Peningkatan Kerjasama Militer

Neraca. Selain meningkatkan kerjasama di bidang ekonomi, hubungan kedua negara tersebut termasuk peningkatan signifikan adalah di bidang pertahanan dan keamanan. Dalam hal ini, menyesuaikan renstra (rencana strategis) Departemen Pertahanan dan Keamanan RI untuk pengadaan alutista (alat utama sistem senjata) milik TNI yang sudah uzur. Seperti diketahui, pemerintah RI telah meningkatkan belanja militernya hingga Rp.100 triliun. Dengan nilai sebanyak itu, tidak heran banyak produsen-produsen senjata dunia menawarkan produknya ke Indonesia.

Kerjasama militer Indonesia dengan Korea Selatan terus menghangat dalam delapan tahun terakhir, terutama setelah Presiden Yudhoyono dan mantan Presiden Korea Selatan Roh Moo-hyun meneken deklarasi kemitraan strategis dalam kerja sama militer pada 2006.

Termasuk yang gencar menawarkan produknya adalah negeri ginseng ini. Bahkan mereka berani memberikan fasilitas ToT (Transfer of Technology) kepada Indonesia. Salah satu keberhasilan Korea Selatan adalah,  kerja sama industri pertahanan, kedua negara sepakat untuk diadakan produksi bersama disertai alih teknologi seperti dalam pembuatan kapal jenis “Landing Platform Dock” (LPD) dan kapal selam antara PT PAL dan perusahaan kapal Daewoo Shipbuilding.

Selain industri maritim kedua negara juga telah menjajaki kerja sama industri dirgantara seperti pembuatan pesawat tempur KFX/IF-X. Tak hanya itu, kedua negara juga menjajaki pembelian pesawat jet tempur latih T-50 oleh Indonesia yang disertai pengadaan CN-235 oleh Korsel. Hal itu ditegaskan dengan pertukaran cendera mata dari Menhan Purnomo berupa miniatur pesawat CN-235 kepada Menhan Korsel. Sedangkan Menhan Korsel memberikan cendera mata berupa miniatur pesawat T-50 Golden Eagle. Usai melakukan penandatanganan, Menhan Korsel Kwan Jin akan menjadi pembicara kunci dalam seminar industri pertahanan di Kementerian Pertahanan.  

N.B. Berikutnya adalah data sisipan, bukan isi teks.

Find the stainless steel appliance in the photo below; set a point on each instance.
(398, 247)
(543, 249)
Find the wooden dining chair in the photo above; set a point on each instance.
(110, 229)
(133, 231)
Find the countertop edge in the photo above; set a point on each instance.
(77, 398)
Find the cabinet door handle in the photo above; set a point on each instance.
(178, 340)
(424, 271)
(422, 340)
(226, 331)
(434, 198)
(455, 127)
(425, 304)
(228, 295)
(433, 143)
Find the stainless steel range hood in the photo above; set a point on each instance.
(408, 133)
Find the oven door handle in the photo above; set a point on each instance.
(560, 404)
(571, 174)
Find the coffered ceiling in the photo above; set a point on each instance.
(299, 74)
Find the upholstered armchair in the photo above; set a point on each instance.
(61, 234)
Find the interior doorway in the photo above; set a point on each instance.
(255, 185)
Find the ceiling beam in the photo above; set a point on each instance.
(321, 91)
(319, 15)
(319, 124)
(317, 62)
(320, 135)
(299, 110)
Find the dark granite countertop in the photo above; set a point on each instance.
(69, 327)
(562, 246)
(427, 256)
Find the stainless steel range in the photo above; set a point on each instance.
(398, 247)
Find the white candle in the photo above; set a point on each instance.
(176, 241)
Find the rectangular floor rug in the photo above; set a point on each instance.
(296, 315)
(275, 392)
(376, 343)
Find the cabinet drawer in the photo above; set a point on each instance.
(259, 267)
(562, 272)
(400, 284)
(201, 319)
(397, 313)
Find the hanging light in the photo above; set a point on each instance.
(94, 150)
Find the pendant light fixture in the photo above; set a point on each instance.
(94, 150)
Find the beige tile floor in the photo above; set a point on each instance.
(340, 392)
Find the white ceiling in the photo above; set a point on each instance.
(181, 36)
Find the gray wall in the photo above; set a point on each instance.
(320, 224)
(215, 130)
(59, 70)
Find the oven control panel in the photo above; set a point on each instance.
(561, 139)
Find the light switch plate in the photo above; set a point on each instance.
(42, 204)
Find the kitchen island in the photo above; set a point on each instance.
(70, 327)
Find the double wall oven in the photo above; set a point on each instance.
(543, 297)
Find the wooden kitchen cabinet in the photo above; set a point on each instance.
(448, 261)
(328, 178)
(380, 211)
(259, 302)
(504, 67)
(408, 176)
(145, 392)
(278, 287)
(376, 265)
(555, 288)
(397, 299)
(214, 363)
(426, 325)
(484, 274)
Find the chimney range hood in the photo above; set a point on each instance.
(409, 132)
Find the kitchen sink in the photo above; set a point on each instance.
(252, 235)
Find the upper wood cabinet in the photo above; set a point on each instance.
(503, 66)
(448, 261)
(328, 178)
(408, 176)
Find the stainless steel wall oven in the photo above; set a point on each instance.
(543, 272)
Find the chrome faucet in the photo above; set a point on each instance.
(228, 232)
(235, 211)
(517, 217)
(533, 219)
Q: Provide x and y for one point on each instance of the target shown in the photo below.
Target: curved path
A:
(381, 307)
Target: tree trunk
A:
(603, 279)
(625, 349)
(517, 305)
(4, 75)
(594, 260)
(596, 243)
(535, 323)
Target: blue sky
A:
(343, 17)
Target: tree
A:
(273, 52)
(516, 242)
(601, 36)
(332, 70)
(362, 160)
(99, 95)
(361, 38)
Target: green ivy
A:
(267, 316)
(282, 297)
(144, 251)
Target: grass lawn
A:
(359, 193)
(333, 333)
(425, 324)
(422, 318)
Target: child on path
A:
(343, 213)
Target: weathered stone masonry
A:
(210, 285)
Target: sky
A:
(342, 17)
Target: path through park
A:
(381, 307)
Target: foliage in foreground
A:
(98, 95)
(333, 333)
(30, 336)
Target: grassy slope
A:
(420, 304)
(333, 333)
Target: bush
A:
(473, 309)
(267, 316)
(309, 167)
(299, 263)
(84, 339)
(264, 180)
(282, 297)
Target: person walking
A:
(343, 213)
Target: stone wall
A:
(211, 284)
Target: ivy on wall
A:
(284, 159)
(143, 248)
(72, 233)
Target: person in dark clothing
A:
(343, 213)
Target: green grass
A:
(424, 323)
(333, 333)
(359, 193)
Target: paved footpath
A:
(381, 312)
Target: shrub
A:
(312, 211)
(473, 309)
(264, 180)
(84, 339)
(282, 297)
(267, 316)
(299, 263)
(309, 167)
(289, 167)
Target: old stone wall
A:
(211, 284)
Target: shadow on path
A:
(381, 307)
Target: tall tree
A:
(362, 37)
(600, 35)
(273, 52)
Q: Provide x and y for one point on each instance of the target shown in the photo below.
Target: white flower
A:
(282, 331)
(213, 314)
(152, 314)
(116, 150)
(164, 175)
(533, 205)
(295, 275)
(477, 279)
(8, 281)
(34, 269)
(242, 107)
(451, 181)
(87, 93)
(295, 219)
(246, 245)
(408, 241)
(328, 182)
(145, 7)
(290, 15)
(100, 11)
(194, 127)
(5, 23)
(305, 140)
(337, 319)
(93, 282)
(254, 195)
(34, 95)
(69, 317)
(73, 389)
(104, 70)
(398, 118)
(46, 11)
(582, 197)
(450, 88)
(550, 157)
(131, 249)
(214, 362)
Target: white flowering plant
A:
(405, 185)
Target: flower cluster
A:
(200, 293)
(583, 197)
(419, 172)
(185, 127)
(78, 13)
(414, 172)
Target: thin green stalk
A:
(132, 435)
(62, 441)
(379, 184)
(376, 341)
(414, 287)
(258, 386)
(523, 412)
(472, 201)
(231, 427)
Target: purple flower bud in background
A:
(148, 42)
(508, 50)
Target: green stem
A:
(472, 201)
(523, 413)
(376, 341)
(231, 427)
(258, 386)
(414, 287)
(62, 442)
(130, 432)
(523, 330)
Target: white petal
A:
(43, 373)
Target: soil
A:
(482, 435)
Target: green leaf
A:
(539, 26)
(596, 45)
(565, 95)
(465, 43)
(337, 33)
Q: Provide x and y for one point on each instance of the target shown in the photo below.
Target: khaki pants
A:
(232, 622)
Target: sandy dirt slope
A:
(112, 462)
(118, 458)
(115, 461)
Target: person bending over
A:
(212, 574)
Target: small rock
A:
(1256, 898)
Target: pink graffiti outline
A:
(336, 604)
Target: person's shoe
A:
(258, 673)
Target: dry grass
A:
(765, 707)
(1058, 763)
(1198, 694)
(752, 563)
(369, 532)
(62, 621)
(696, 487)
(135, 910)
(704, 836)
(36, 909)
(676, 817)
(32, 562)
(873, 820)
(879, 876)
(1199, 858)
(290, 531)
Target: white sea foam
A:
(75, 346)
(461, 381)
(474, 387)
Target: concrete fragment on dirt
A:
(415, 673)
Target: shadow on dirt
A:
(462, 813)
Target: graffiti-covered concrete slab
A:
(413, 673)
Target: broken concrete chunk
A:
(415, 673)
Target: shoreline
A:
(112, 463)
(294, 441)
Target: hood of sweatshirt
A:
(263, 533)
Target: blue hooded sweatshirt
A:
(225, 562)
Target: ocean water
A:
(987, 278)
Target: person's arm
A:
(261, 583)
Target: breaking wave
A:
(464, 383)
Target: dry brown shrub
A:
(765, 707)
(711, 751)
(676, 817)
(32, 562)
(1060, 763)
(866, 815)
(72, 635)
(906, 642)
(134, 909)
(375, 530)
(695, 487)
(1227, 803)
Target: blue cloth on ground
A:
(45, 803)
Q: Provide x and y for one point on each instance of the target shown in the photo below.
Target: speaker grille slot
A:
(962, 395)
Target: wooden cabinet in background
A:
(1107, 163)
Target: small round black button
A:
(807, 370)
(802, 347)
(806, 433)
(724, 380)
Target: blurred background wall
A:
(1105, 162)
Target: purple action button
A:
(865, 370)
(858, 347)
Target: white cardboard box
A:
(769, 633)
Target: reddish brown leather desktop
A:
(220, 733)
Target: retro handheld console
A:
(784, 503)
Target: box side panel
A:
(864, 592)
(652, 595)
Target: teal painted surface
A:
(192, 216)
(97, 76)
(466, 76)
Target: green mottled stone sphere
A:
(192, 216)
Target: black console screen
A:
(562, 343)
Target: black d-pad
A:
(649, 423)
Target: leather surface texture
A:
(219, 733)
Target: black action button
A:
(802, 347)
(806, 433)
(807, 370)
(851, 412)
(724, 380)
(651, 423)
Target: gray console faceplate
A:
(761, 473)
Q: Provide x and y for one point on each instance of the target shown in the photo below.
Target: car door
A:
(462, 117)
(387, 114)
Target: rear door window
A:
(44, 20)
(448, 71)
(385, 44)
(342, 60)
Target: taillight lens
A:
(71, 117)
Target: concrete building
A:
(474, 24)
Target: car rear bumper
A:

Keseriusan menjajakan barang dagangannya ini, layak dilakukan oleh pihak Korea Selatan. Bahkan tim penjajakan dari Indonesia di sambut layaknya ‘tamu agung’. Dari pangkalan militer di Seongnam, rombongan Menteri Koordinator Perekonomian Hatta Rajasa ternyata diangkut oleh pesawat kepresidenan Korea Selatan menuju Busan. "Presiden Lee Myung-bak meminjamkan pesawatnya untuk mengantar kami," kata seorang anggota rombongan.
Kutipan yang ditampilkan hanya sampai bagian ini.